We tried being Washington Nationals fans after DC finally got a team, but, honestly, they make it really hard to enjoy watching their games. Another error, another half-hearted run to first base, another phenom pitcher who doesn’t live up to the hype. The stadium vendors wear shirts that say “Eating is not a spectator sport” — likely referring to the fact that a lot of fans seem to spend more time lined up for half-smokes at the Ben’s Chili Bowl stand than actually watching the game — but, at Nationals Park, I’m not convinced that even the players would agree.

The Big Salad of choice last night was a classic Cobb Salad. Hopefully some of you have already made the connection between the Home Run Derby and what is often called the “quintessential American salad”, but here’s how my brain got there for those who are scratching their heads:

Home Run Derby = Anaheim (where it was held this year) = California = Hollywood = Brown Derby Restaurant = Cobb Salad.

The Brown Derby Restaurant, early 1960s. Photograph by Chalmers Butterfield.

The Cobb Salad was the signature dish of the Brown Derby Restaurant, a landmark of Hollywood during its glory days from the 1930s through the 50s. Sadly, the original restaurant is gone, but the salad still remains as a truly American creation, rumored to have been dished up out of bits and pieces from the kitchen by owner Robert Cobb in 1937 as a late-night snack for famed movie theater owner Sid Grauman. It features cold chicken, crumbled bacon, chopped tomatoes and avocado, and sometimes includes crumbled blue cheese and chopped black olives. I chose to make the classic version which includes a really wonderful blue cheese dressing made with a red wine vinegar base.

Not unlike a good baseball game, the key to the Cobb is layers. When you order it in a restaurant, it should arrive with each ingredient lined up across a bed of lettuce. You can then choose to mix it all up together or savor each flavor independently. A Cobb Salad is a team of individuals — together they can form a perfect amalgamation of flavors, but they can also each stand alone if necessary, supporting each other and enhancing the overall result. A classic salad is the perfect metaphor for really good baseball.

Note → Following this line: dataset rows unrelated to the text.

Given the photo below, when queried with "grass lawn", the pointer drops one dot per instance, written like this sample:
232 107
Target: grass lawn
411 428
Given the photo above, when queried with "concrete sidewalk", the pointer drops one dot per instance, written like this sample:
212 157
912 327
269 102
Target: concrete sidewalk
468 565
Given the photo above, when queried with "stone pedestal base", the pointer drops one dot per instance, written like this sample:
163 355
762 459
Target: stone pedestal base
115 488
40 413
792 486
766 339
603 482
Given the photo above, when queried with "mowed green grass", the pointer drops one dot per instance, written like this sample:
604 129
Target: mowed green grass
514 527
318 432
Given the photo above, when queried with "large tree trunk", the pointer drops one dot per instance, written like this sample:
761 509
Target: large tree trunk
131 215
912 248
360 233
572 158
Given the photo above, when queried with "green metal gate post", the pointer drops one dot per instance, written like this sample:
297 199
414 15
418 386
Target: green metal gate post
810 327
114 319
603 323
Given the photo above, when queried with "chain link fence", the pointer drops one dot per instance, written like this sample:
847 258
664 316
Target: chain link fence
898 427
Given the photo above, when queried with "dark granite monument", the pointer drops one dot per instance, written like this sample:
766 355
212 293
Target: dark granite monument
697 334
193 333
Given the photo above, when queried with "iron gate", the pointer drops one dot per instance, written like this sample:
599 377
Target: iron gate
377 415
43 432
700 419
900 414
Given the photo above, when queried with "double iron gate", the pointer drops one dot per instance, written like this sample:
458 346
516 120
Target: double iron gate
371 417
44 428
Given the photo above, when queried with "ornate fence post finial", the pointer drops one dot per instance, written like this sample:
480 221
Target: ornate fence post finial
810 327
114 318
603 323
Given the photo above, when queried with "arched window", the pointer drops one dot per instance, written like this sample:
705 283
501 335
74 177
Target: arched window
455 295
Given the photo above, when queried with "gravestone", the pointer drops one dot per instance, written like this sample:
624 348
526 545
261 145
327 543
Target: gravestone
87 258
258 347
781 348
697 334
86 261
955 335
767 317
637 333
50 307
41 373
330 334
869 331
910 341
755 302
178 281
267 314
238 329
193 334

Big Papi encourages Ramirez to cool off in between swings at the Home Run Derby. Of course, it may have just been a diversionary tactic — if it was, it worked.

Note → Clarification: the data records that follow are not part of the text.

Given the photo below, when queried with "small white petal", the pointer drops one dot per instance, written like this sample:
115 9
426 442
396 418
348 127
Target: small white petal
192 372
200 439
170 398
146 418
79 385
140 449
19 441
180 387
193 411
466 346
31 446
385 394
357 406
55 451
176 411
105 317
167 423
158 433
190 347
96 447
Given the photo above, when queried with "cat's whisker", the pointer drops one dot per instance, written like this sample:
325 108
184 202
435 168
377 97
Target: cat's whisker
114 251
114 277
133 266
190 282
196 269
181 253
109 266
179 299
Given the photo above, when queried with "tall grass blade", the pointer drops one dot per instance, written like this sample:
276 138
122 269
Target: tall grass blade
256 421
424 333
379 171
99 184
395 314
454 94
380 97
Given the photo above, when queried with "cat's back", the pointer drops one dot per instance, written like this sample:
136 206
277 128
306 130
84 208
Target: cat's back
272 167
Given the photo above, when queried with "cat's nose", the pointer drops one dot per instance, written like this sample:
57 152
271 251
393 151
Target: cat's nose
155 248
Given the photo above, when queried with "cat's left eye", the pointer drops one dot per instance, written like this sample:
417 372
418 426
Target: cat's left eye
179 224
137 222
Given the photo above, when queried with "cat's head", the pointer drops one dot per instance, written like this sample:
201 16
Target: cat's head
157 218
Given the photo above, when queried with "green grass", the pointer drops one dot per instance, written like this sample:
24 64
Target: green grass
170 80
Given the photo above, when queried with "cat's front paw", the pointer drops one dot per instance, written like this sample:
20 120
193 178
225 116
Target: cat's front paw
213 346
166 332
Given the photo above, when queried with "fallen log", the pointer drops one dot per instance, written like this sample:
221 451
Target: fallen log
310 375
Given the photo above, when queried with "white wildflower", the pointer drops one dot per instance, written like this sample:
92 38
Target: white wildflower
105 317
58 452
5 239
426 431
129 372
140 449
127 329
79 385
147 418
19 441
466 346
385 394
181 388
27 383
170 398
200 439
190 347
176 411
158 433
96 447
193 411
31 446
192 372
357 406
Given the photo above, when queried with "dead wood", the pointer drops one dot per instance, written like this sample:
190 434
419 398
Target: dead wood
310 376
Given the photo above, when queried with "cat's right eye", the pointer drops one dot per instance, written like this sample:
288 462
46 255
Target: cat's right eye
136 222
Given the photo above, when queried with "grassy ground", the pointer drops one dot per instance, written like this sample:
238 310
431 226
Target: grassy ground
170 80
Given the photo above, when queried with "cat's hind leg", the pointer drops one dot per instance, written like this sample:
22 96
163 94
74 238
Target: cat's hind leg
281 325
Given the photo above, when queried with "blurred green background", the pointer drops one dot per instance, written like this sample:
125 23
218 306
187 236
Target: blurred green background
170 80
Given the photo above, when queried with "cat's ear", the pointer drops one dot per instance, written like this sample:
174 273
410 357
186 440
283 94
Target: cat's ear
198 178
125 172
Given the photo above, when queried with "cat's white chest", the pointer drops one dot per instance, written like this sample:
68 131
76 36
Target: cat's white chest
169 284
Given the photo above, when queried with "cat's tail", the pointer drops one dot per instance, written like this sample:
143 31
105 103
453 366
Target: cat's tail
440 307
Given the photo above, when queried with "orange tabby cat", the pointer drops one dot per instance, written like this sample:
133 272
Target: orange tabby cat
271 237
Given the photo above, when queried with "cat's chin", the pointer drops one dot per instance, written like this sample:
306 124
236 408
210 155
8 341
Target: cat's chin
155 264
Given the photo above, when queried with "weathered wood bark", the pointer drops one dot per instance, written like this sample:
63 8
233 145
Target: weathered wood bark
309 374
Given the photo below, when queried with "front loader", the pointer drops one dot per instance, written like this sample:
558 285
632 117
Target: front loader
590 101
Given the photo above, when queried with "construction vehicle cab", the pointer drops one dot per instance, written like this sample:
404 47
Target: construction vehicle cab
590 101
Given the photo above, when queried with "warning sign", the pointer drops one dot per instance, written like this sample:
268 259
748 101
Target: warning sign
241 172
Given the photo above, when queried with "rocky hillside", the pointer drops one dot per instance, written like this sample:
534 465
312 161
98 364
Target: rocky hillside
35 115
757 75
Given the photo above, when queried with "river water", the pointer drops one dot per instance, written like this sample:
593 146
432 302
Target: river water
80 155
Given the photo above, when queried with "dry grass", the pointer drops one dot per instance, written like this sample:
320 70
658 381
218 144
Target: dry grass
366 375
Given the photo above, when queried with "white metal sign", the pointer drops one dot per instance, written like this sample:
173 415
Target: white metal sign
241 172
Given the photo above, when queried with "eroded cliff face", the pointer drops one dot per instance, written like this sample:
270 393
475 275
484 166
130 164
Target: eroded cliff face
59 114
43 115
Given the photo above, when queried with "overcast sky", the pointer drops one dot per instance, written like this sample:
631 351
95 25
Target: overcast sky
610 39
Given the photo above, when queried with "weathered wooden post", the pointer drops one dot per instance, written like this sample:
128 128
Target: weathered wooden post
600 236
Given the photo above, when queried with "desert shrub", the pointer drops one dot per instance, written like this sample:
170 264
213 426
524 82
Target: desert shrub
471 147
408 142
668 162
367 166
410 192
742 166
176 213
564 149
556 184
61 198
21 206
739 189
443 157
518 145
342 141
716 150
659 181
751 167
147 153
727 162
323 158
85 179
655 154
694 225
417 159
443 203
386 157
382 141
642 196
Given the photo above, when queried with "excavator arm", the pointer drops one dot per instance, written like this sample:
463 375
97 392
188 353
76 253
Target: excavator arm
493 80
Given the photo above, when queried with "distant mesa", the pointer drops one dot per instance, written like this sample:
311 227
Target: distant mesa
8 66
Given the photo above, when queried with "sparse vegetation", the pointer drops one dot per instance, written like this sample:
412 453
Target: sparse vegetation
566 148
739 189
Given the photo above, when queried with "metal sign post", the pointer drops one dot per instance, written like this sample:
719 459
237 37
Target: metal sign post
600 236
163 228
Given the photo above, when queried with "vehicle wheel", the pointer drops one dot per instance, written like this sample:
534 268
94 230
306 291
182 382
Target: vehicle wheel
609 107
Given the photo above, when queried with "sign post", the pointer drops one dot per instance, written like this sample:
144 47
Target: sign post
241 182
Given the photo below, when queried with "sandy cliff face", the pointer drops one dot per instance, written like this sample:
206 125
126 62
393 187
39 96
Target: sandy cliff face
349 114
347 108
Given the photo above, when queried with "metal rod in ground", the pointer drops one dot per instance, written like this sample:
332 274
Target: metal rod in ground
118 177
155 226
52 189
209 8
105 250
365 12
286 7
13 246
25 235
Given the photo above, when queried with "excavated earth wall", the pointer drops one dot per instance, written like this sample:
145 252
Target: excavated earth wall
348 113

Last night’s Home Run Derby was a big night for Big Papi — David Ortiz, the 34-year-old designated hitter for the Boston Red Sox. Ortiz had a tough season in 2009 and people had pretty much written him off for this year, but he seems to be back in form, with 18 homers so far this season and 57 RBIs; he became the first Boston player to win the Derby, hitting 32 long balls in Angel Stadium. The best part of the Derby, however, was probably the display between Ortiz and his closest rival of the night, Hanley Ramirez, a 26-year-old fellow Dominican who was briefly with the Red Sox before being traded to the Florida Marlins. He openly considers Ortiz to be his mentor and their supportive relationship was clearly evident as they cheered each other on during their at-bats. If the Red Sox and the Marlins were to square up against each other in a World Series, there is no doubt that Ortiz and Ramirez would be fierce competitors, but they’d probably go out together for a salad afterwards.

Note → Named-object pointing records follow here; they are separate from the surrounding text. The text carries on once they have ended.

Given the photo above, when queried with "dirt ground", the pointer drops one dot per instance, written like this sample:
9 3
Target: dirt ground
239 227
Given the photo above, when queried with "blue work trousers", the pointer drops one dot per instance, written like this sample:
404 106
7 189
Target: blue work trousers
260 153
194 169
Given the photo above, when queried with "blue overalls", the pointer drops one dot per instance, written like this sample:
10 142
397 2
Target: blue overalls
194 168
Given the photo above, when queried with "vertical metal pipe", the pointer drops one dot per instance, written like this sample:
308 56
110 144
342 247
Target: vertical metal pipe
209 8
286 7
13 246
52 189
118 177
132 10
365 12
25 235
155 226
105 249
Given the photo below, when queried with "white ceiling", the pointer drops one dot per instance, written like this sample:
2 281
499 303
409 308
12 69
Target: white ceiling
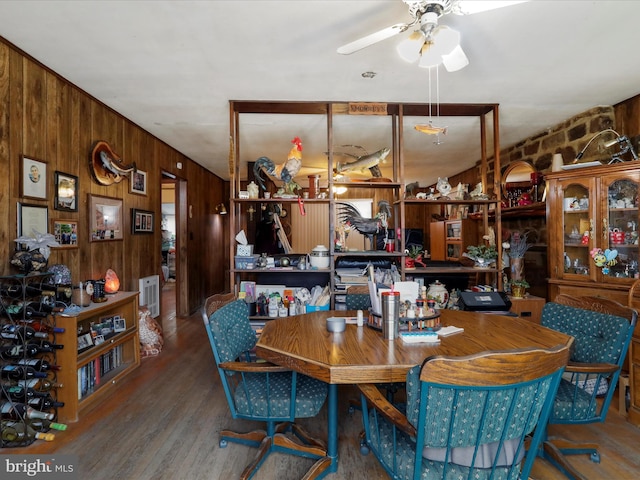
172 67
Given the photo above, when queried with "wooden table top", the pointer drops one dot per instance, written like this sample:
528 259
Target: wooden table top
362 355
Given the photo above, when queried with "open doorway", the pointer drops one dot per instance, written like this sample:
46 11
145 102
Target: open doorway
169 250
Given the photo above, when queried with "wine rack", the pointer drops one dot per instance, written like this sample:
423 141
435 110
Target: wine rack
28 359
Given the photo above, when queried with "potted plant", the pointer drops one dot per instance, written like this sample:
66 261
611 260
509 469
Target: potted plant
414 256
482 255
518 287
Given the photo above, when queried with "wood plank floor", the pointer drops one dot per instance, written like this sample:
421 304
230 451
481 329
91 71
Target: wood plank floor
165 419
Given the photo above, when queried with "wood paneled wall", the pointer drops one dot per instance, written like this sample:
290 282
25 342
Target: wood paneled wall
46 117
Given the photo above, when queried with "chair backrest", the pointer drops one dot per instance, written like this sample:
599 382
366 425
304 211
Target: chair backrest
229 331
602 328
476 411
633 297
602 331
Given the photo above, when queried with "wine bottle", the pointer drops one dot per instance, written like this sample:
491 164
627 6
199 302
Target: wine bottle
20 333
17 431
27 350
38 364
20 372
40 384
17 411
20 392
42 425
44 403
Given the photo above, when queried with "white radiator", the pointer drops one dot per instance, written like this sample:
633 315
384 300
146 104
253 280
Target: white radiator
150 294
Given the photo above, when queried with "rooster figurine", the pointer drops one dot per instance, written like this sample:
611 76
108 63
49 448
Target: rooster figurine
285 171
366 226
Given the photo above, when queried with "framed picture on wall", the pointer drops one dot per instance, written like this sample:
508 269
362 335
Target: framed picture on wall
66 192
66 233
105 217
141 221
32 218
33 181
138 182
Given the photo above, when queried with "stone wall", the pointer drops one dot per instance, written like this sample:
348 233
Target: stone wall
567 138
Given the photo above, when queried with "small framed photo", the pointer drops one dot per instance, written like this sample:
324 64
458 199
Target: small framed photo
119 324
105 215
66 233
66 192
33 178
138 182
141 221
32 218
85 341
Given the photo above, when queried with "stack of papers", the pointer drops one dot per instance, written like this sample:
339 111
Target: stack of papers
450 330
420 337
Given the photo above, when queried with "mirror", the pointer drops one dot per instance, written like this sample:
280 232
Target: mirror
518 179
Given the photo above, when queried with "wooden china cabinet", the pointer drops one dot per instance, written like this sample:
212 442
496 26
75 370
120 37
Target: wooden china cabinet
603 202
593 208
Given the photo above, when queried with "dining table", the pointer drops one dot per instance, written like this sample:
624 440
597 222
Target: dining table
361 354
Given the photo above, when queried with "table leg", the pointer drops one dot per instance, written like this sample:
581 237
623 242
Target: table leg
332 418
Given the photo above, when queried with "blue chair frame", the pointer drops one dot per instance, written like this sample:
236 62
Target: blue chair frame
262 391
466 417
602 330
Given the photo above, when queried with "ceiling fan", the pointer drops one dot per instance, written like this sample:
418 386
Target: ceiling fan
431 44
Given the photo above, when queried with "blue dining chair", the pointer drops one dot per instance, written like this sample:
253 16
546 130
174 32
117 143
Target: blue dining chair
257 390
465 417
602 331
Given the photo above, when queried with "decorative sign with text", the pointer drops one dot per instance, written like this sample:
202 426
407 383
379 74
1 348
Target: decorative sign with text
367 108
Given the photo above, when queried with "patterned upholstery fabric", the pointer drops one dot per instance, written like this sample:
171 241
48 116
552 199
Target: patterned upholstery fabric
599 338
232 332
458 418
260 395
271 396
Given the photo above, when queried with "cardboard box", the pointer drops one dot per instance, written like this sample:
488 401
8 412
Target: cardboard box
244 250
246 262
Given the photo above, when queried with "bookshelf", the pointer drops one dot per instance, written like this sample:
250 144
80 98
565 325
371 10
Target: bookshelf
101 347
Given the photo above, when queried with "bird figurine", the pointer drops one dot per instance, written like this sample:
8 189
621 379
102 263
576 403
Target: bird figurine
368 227
285 171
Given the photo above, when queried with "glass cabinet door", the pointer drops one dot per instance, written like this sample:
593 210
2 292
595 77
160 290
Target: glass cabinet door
578 229
619 244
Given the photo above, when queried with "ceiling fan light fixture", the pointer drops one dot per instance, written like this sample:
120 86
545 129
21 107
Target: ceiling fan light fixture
456 60
444 41
409 49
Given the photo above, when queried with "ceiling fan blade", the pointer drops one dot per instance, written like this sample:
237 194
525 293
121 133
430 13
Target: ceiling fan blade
373 38
468 7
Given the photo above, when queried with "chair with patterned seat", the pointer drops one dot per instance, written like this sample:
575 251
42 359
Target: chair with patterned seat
602 330
262 391
465 417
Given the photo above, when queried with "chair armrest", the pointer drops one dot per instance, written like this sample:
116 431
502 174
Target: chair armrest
386 408
575 367
264 367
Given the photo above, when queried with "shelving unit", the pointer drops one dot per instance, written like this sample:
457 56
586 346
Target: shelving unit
90 372
333 117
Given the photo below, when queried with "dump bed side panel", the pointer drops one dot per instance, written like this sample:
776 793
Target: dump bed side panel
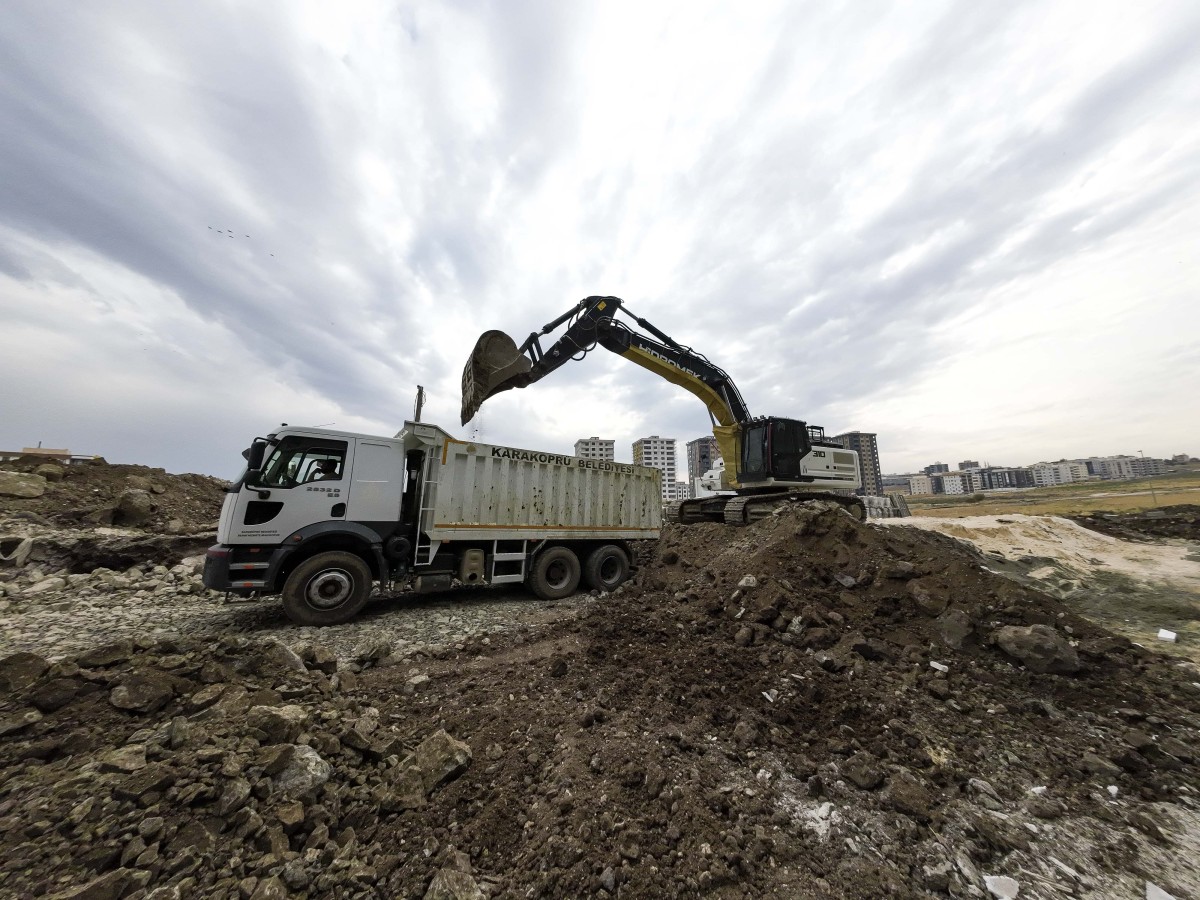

We generally don’t think of avocado and chicken as ingredients that fit together and they rarely share the same plate other than when part of a Mexican menu. But, somehow, within the confines of the Cobb Salad, they are logical, even perfect, companions, the mild flavor of the chicken balanced against the subtle nuttiness of the avocado. Add in the smokiness of the bacon, the sweet tang of tomato, and the sharp bite of the blue cheese, and you have a group of individual flavors that should not fit together in a logical way, yet add up to a mouthful of Utopian delight. If you have ever loved the Red Sox, or the Cubs, or the Mets — have a Cobb. It’ll make perfect sense to you.